Für die Betriebe ist genau das von zentraler Bedeutung. Nachwuchsgewinnung endet nicht mit der Unterzeichnung eines Ausbildungsvertrags. Entscheidend ist, dass Auszubildende ihre Lehre erfolgreich abschließen und anschließend im Beruf bleiben. Die frisch freigesprochenen Gesellinnen und Gesellen stehen damit für das Ergebnis eines Prozesses, um dessen Beginn viele Unternehmen derzeit intensiv werben.
Wie viele Nachwuchskräfte bei der aktuellen Goslarer Feier insgesamt freigesprochen wurden und welche Gewerke im Einzelnen vertreten waren, geht aus den bislang belastbar zugänglichen Angaben nicht eindeutig hervor. Gesichert ist jedoch, dass die Veranstaltung am Rammelsberg den erfolgreichen Handwerksnachwuchs der Region in den Mittelpunkt stellte.
Gerade dieser Gegensatz prägt die Lage des Handwerks in Goslar und der Harzregion: Auf der einen Seite stehen junge Fachkräfte, die ihre Ausbildung erfolgreich abgeschlossen haben. Auf der anderen Seite suchen Betriebe weiterhin nach Nachwuchs für freie Ausbildungsplätze.

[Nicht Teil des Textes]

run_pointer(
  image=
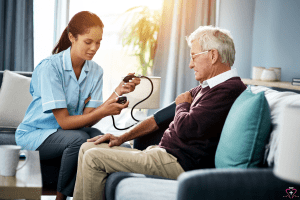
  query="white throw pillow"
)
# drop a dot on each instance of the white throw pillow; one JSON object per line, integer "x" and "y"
{"x": 14, "y": 99}
{"x": 277, "y": 101}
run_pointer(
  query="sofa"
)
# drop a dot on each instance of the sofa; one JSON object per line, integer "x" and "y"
{"x": 14, "y": 100}
{"x": 223, "y": 182}
{"x": 235, "y": 181}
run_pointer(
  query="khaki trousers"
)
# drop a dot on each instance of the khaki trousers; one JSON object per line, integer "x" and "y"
{"x": 96, "y": 162}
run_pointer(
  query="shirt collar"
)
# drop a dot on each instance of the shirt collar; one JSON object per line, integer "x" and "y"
{"x": 212, "y": 82}
{"x": 67, "y": 63}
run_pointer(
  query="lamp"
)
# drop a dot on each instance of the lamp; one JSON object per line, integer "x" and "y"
{"x": 141, "y": 92}
{"x": 288, "y": 165}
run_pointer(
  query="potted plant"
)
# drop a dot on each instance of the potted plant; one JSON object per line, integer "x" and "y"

Von einem pauschalen Einbruch der handwerklichen Ausbildung kann dabei keine Rede sein. Die bundesweit steigenden Neuverträge sprechen dagegen. Zugleich zeigen die regionalen Arbeitsmarktdaten, dass die Besetzung von Lehrstellen schwierig bleibt.

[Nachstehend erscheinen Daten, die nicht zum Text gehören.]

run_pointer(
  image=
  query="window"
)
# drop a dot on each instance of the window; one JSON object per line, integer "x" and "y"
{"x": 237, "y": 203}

Für das Handwerk im Harz liegt die Aufgabe deshalb nicht allein darin, mehr Jugendliche für eine Ausbildung zu gewinnen. Es geht ebenso darum, die passenden Bewerber mit den passenden Betrieben und Berufen zusammenzubringen. Die Freisprechung in Goslar macht sichtbar, was am Ende dieses Weges steht: qualifizierter Nachwuchs, den viele Unternehmen dringend brauchen.